Tentative confirmation of the historic first encounter between a Pontiff and a Soviet Communist Party leader also came last Saturday from Soviet Ambassador to Rome, Nikolai Lunkov.
Vatican officials admit this week that any doubts about the unprecedented audience were "dispelled" three weeks ago when a personal letter, dated August 24, from Gorbachev was consigned to the Pope by the Soviet Foreign Minister's personal representative, Juni Karlov at a meeting at Castel Gandolfo, the papal summer residence.
The Vatican has not released details of the letter's contents but unofficial sources described it as "cordial and courteous". It is not thought to have contained an explicit suggestion for an encounter at the Holy See.

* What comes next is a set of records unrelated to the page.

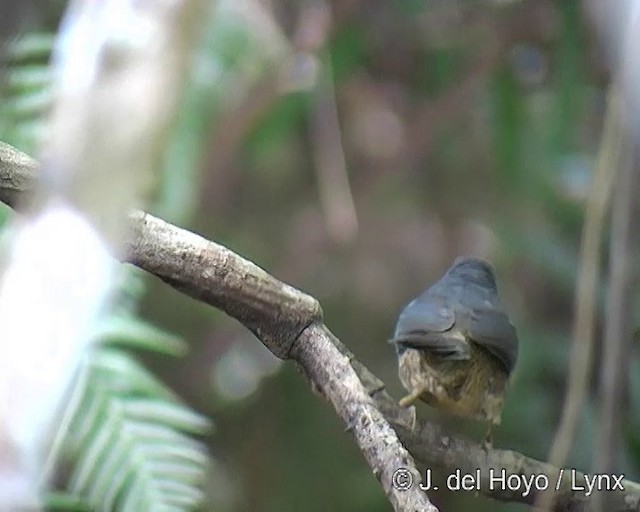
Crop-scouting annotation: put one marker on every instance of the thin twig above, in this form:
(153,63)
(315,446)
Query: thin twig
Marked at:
(585,298)
(213,274)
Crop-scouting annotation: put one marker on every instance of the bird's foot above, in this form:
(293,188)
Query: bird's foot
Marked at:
(408,400)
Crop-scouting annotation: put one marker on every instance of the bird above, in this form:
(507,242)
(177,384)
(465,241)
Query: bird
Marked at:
(456,346)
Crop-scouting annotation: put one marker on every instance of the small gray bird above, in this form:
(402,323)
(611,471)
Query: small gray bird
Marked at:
(456,346)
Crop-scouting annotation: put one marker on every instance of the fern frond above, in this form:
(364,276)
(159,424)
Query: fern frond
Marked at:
(129,440)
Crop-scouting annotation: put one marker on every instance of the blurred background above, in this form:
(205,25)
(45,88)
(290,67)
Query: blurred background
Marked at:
(353,149)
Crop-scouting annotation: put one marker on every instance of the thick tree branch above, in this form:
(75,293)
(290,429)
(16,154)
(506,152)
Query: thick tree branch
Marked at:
(289,323)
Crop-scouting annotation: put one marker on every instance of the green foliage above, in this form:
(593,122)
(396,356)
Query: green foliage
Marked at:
(127,440)
(129,435)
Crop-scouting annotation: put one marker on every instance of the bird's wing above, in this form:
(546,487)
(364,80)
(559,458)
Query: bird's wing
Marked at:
(426,325)
(490,328)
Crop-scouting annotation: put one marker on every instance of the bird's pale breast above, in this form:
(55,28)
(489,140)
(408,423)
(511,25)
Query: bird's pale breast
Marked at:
(472,388)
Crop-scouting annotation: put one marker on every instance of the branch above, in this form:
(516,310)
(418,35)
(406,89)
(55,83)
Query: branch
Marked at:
(289,323)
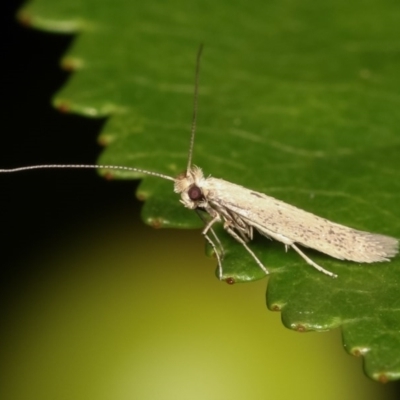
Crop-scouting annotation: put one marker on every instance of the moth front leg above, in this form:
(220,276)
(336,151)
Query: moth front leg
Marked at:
(244,244)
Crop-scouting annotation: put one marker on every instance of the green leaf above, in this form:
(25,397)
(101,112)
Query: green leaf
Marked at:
(298,99)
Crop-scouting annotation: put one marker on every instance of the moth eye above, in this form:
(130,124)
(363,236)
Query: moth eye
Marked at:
(195,193)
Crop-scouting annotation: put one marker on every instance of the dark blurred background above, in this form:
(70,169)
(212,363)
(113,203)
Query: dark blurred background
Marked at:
(39,206)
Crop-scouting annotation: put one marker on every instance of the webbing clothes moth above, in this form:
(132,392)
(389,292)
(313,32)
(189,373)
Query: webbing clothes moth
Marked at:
(242,210)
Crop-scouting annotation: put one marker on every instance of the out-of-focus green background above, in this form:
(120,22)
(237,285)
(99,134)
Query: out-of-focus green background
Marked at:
(94,305)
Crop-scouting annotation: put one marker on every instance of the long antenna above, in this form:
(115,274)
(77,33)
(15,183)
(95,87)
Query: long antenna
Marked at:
(195,101)
(87,166)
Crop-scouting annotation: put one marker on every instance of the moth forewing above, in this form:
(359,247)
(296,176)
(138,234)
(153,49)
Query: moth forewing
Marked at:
(242,209)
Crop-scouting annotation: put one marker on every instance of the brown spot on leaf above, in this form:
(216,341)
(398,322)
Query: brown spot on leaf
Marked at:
(64,108)
(383,378)
(300,328)
(156,223)
(109,176)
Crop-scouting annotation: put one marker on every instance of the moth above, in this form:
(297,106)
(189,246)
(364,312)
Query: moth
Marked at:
(242,210)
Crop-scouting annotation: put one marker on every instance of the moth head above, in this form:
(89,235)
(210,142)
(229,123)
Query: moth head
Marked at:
(190,185)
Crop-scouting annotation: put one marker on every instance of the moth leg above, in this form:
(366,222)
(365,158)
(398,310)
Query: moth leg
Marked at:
(311,262)
(244,244)
(207,228)
(214,247)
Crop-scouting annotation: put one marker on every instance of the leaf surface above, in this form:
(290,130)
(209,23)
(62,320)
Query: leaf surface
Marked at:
(298,100)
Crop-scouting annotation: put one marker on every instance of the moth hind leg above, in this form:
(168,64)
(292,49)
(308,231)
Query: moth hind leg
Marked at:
(244,244)
(216,252)
(311,262)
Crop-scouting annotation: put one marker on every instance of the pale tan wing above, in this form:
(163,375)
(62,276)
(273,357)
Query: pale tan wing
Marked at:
(275,218)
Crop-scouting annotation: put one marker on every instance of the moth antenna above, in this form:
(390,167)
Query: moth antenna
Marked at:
(87,166)
(195,102)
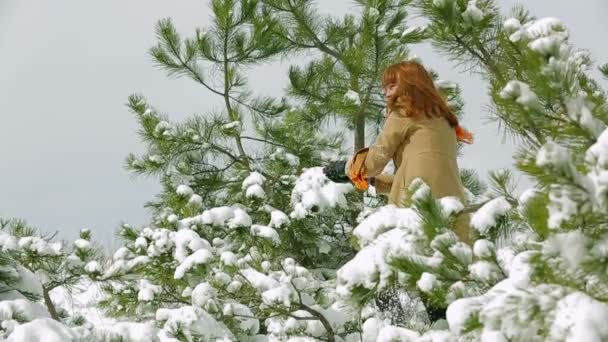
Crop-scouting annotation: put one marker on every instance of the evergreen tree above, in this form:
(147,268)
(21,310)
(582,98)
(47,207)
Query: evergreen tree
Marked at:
(544,278)
(353,51)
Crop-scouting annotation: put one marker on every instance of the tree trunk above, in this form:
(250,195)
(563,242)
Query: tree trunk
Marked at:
(359,131)
(49,304)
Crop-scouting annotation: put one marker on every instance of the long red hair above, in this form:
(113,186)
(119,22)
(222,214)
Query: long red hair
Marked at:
(417,96)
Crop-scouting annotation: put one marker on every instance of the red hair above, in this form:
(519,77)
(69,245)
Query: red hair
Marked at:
(417,96)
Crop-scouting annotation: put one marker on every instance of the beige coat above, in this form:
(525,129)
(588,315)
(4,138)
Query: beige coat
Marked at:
(420,148)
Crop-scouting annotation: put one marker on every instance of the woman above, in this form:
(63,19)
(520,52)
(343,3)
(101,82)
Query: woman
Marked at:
(420,135)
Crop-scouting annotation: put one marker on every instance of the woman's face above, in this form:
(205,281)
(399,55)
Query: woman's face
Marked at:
(390,90)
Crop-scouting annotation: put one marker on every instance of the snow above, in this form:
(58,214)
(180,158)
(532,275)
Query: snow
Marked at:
(266,233)
(460,312)
(254,178)
(82,244)
(243,315)
(93,267)
(544,34)
(472,13)
(147,290)
(140,243)
(184,190)
(130,331)
(39,245)
(187,240)
(259,280)
(190,321)
(28,282)
(200,257)
(369,268)
(427,282)
(228,258)
(195,201)
(485,218)
(483,249)
(442,3)
(21,309)
(462,252)
(156,159)
(485,271)
(162,128)
(232,217)
(511,25)
(314,190)
(572,248)
(382,220)
(580,318)
(353,96)
(278,295)
(278,219)
(42,329)
(255,191)
(521,93)
(202,294)
(391,333)
(450,205)
(233,125)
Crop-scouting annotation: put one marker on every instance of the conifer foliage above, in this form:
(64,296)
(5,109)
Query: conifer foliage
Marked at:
(249,241)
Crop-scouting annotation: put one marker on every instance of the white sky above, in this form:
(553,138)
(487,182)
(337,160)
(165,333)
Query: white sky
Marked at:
(67,68)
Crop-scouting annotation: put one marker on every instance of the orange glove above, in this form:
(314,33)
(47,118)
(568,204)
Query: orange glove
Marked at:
(356,171)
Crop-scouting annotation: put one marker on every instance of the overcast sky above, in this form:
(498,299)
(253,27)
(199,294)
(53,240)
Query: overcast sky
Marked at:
(68,66)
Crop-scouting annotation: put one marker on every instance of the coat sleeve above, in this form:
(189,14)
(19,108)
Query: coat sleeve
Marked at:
(383,183)
(392,135)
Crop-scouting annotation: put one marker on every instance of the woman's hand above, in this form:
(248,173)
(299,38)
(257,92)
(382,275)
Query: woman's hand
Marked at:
(349,163)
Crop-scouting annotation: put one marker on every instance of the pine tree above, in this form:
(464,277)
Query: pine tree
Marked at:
(344,81)
(536,272)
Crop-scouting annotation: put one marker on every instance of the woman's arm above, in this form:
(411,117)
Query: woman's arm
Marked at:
(392,135)
(382,183)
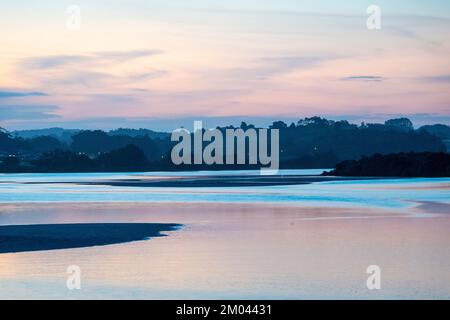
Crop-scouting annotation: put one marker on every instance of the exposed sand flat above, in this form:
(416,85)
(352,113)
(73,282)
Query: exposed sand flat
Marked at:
(238,250)
(24,238)
(210,181)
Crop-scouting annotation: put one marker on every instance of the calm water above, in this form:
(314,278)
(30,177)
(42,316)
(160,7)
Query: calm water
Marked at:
(304,241)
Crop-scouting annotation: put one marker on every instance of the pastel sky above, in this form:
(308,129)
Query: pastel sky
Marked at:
(144,63)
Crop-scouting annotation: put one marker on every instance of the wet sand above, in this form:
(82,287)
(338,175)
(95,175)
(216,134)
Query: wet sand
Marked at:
(232,251)
(25,238)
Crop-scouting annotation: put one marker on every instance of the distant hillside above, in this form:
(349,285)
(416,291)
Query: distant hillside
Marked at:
(310,143)
(139,132)
(441,131)
(61,134)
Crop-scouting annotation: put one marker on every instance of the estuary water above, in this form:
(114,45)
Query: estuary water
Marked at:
(312,240)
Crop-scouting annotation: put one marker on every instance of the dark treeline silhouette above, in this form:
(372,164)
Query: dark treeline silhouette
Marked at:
(424,164)
(309,143)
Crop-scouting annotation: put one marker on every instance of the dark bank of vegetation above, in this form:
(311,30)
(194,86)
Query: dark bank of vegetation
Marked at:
(425,164)
(309,143)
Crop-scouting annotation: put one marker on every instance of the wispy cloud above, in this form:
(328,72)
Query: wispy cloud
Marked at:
(55,61)
(28,112)
(5,94)
(363,78)
(440,78)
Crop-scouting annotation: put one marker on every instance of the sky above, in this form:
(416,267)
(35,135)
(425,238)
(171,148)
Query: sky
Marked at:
(163,63)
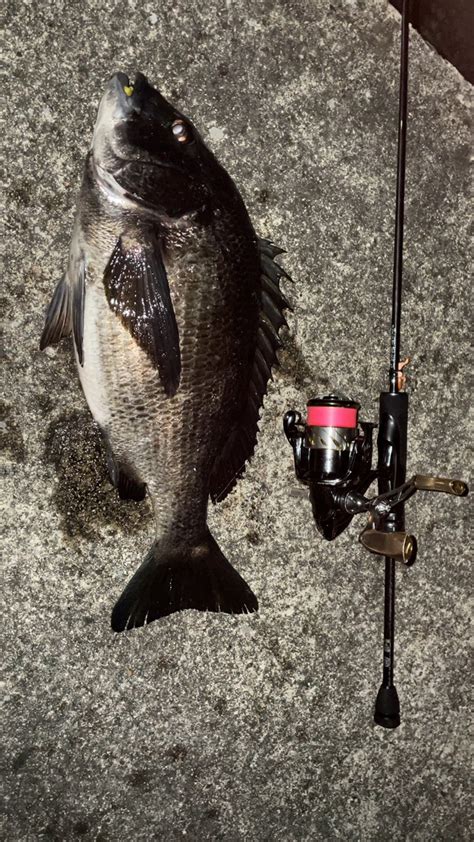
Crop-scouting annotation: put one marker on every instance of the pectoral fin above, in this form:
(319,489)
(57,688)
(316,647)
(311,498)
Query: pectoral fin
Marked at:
(65,314)
(137,290)
(58,322)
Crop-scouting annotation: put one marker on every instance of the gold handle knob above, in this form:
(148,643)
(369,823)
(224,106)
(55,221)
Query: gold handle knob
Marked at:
(397,545)
(448,486)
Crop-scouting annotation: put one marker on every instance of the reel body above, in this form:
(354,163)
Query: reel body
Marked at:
(333,456)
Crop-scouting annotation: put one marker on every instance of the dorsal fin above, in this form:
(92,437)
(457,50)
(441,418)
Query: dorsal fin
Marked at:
(230,464)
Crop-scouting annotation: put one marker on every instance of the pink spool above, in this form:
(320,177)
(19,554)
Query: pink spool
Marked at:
(332,416)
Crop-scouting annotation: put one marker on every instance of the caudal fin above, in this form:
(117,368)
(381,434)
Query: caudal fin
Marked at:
(174,579)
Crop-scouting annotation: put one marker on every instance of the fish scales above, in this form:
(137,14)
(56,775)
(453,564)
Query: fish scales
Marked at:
(164,293)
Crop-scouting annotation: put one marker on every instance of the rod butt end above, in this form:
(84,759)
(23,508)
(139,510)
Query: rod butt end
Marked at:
(387,708)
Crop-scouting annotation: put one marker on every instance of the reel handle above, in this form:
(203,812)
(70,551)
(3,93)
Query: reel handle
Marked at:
(397,545)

But the official Soviet news agency "Tess" has claimed the letter expressed "willingness to further develop Soviet-Vatican contacts" and to collaborate with the Pope in solving "humanity's gravest problems". Pravda, the Moscow daily, also published news of the letter to John Paul under a front page headline, "Message Consigned".
John Paul has repeatedly expressed his desire to meet Gorbachev and last reiterated it during his August visit to Spain. The letter is considered an official reply to the Pope's 1988 message to Gorbachev, which was delivered by Vatican Secretary of State Cardinal Agostino Casaroli on the occasion of Russian Christianity's millennium celebrations.
In that message, the Pope requested the forging of direct contacts with the Soviet Union.
Results of the Vatican's socalled "Ostpolitik" can already be seen. The Lithuanian Archbishop Julijonas Steponavicius has been freed from compulsory residence, imposed in 1961, and all six Lithuanian dioceses now have bishops. The Holy See has also been able to nominate a bishop to Minsk, a vacant see since the 1980s.
In political terms, no papal audience with Soviet exponents in the past would surpass a Vatican visit by Gorbachev. In 1967, Paul VI received then President Nikolai Podgorny, a virtually titular head of state when Leonid Brezhnev was Party Secretary. In 1985, John Paul II met privately at the Vatican with then Foreign Minister Andrei Gromyko, an encounter described at the time as "quite cordial but not warm.